Jackie spent most of his elementary school years in Special Education classes while he gradually normalized his academic and developmental abilities. He was enrolled in a general academic program in Grade 7 and early Grade 8, and a full academic program starting his late Grade 8 year.

At age 13, a family friend suggested that Jackie should be involved with Special Olympics. He decided to join the organization as a Swimmer.

During his high school years, Jackie lifted weights almost daily to help build his speed in Swimming.

At the 1994 Special Olympics Canada Summer Games in Halifax, his Team Nova Scotia Swimming Coaches took him to a Powerlifting competition and was amazed as how much weight they lifted.

Based on his coach's suggestions, Jackie took up Powerlifting in 1995 and retired from Swimming in 1996. He competed in five appearances at the Special Olympics Canada Summer Games, and four appearances at the Special Olympics World Summer Games as a Powerlifter.

During his Special Olympics Powerlifting Career, Jackie has set numerous Nova Scotia, Newfoundland and Labrador, Special Olympics Canada, and Special Olympics World Records.

==Education==

Jackie has a Grade 12 Academic Diploma from J. L. Ilsley High School, and a Bachelor of Commerce degree from Saint Mary's University.

==Awards and honours==

Jackie Barrett was Sport Nova Scotia "Individual Male Athlete of the Year" runner-up for 1999–2000 and 2007–2008.
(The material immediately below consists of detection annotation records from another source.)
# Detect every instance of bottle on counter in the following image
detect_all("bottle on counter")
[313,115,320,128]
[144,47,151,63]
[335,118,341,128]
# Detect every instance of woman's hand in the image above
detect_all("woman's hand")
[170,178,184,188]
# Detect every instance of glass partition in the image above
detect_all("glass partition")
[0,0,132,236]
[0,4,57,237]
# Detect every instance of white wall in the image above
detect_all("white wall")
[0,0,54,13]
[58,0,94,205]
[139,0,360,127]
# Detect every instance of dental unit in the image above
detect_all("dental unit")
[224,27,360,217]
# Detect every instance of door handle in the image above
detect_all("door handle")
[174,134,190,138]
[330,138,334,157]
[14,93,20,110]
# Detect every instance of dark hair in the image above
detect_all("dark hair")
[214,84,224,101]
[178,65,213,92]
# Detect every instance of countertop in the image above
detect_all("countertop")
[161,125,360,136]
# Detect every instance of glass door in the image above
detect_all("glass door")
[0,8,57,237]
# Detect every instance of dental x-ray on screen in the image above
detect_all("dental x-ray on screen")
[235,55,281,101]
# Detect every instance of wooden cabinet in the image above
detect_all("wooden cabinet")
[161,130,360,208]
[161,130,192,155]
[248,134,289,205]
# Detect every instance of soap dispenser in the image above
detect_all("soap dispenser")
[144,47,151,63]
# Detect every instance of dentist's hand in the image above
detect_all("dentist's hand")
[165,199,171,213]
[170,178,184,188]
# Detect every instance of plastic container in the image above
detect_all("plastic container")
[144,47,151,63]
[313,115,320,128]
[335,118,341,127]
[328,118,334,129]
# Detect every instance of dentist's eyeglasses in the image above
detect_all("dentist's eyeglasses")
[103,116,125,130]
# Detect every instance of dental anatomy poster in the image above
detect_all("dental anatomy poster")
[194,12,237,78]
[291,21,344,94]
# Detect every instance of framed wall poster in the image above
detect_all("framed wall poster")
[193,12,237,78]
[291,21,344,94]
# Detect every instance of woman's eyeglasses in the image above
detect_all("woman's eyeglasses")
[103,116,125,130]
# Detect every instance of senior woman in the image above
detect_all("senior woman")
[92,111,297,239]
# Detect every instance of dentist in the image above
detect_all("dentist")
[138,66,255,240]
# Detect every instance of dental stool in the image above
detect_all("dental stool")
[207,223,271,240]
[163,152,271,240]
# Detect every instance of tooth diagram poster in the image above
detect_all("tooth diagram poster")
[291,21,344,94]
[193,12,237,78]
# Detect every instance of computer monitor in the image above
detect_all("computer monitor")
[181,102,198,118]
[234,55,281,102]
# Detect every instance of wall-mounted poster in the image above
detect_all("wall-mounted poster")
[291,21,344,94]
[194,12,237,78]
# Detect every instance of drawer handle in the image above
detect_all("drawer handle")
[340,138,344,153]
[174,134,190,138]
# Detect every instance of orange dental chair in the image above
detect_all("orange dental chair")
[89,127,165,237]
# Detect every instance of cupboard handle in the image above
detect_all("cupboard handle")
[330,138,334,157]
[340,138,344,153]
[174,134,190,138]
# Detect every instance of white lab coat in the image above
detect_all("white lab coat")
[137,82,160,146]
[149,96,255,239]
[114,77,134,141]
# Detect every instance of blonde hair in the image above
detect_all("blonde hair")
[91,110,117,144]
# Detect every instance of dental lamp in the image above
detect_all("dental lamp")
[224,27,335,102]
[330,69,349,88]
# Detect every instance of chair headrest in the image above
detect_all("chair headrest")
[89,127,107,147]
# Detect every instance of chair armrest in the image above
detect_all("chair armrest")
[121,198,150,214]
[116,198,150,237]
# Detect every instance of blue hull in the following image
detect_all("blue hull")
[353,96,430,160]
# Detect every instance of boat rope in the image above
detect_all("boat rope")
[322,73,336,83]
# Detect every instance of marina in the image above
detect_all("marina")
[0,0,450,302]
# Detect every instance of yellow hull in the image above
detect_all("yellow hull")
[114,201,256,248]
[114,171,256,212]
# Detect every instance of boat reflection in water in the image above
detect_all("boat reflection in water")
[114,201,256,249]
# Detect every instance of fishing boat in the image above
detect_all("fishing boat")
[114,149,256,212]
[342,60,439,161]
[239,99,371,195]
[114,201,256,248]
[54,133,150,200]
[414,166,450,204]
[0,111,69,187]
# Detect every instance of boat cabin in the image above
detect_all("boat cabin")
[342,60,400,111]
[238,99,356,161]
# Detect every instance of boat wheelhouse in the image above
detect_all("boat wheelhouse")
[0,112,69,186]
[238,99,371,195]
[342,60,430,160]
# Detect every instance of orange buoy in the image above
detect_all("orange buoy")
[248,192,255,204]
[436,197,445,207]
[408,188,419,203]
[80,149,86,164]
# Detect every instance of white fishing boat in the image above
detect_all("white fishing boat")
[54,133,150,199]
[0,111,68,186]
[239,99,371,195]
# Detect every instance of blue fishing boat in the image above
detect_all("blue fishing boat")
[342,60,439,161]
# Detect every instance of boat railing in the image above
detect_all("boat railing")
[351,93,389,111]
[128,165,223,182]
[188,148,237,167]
In 2015, Jackie was the first Special Olympian to be a Northern Star Award nominee.

Jackie was named Special Olympics Canada "Male Athlete of the Year" in 2000 and 2015, and "Dr. Frank Hayden Athlete Lifetime Achievement Award" recipient in 2015.

In 2019, Jackie was inducted into the Nova Scotia Sport Hall of Fame, becoming the first Special Olympic Athlete in its history to receive this honour.

On September 1, 2021, Jackie was invested into Order of Newfoundland and Labrador, the first Special Olympian to receive that province's highest civilian honour.

Jackie was officially awarded the Order of Sport, marking induction into Canada's Sports Hall of Fame through a virtual ceremony on October 3, 2021. He was the first Special Olympics athlete and fifth Halifax native to receive Canada's highest permanent sports honour.

On October 22, 2022, Jackie was inducted into the "Newfoundland and Labrador Sports Hall of Fame", becoming the first Special Olympian to be an inductee to three provincial and national "Hall of Fames".